La Grand-Esprit est bon! s'écria Iréma.
--Et j'espère que Kisastari reviendra bientôt, reprit à son tour le grand-trappeur, d'une voix sévère, pour avertir ses amis Renard d'argent et Ours grognard que le grand-trappeur n'est ni un lâche, ni un traître, ni un assassin....
A cette parole on vit deux guerriers Litchanrés, se faufiler honteusement dans la foule et sortir l'un après l'autre de la chapelle.
--Vous n'avez pas besoin de vous cacher, misérables, continua le grand-trappeur, que le souvenir de l'horrible action des guides, rendait un peu acerbe; vous n'avez pas besoin de fuir! Je suis assez heureux pour ne pas souhaiter de mal à ceux qui ont voulu me faire périr de faim.
Le missionnaire et les religieuses, tout anxieux, voulurent connaître à quelle trahison nouvelle, à quelle nouvelle malice, le noble chasseur avait été en butte. Le grand-trappeur leur raconta comment il avait été enfermé dans une grotte, où il était entré pour prier sur les cendres de son ancien ami, et comment après deux jours seulement il en était sorti, grâce à une corne de poudre trouvée dans une large fissure de la caverne....
Un mouvement d'indignation courut dans la chapelle; mais il fut vite remplacé par une pensée de reconnaissance envers Dieu.
--La sainte Providence, dit le missionnaire, ne vous a pas tant de fois sauvé de la main de vos ennemis, pour vous livrer à une mort ignominieuse et imméritée,... partez avec confiance. C'est alors qu'ayant embrassé sa soeur Marie-Louise, ayant serré la main au missionnaire dévoué et à ses anciens camarades, le grand-trappeur s'était mis en route.

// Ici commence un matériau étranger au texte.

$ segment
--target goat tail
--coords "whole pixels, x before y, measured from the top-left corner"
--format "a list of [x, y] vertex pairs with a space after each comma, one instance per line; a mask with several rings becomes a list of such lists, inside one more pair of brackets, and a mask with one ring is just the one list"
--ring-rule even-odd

Les indiens suivirent les avis de la robe noire: ils se réunirent comme des frères sous les mêmes tentes, allant aux instructions religieuses et se confessant. Puis la plupart firent la sainte communion. Cependant le Hibou-blanc, n'avait pas laissé la tribu, et il s'efforçait de réunir autour de lui quelques guerriers pour continuer la lutte et le pillage. Quelques uns se sentaient entraînés par ses paroles fallacieuses, mais n'osaient pas avouer leur dessein. Naskarina, honteuse de se retrouver parmi ceux qu'elle avait trahis, irritée de voir ses projets déjoués par la Providence, demeurait fidèle au renégat, et l'encourageait dans sa révolte contre les hommes de la prière. Elle s'aperçut bientôt qu'elle n'arriverait pas à son but en se montrant si franchement méchante, et elle résolut de déguiser sa noirceur sous le voile de la vertu. Il y avait un mois que les indiens avaient dressé leurs tentes autour du fort Providence. On était au milieu d'août, la plupart des sauvages allaient se rendre dans le fort pour la grande fête de l'Assomption. Mais, avant de partir, les guerriers s'assemblèrent pour élire un chef commun. On tira au sort pour savoir dans quelle tribu il serait choisi. Le sort favorisa les Litchanrés.
--Nous nous soumettons, dirent d'une voix un peu triste plusieurs Couteaux-jaunes....
--Vous êtes des lâches! gronda le Hibou-blanc.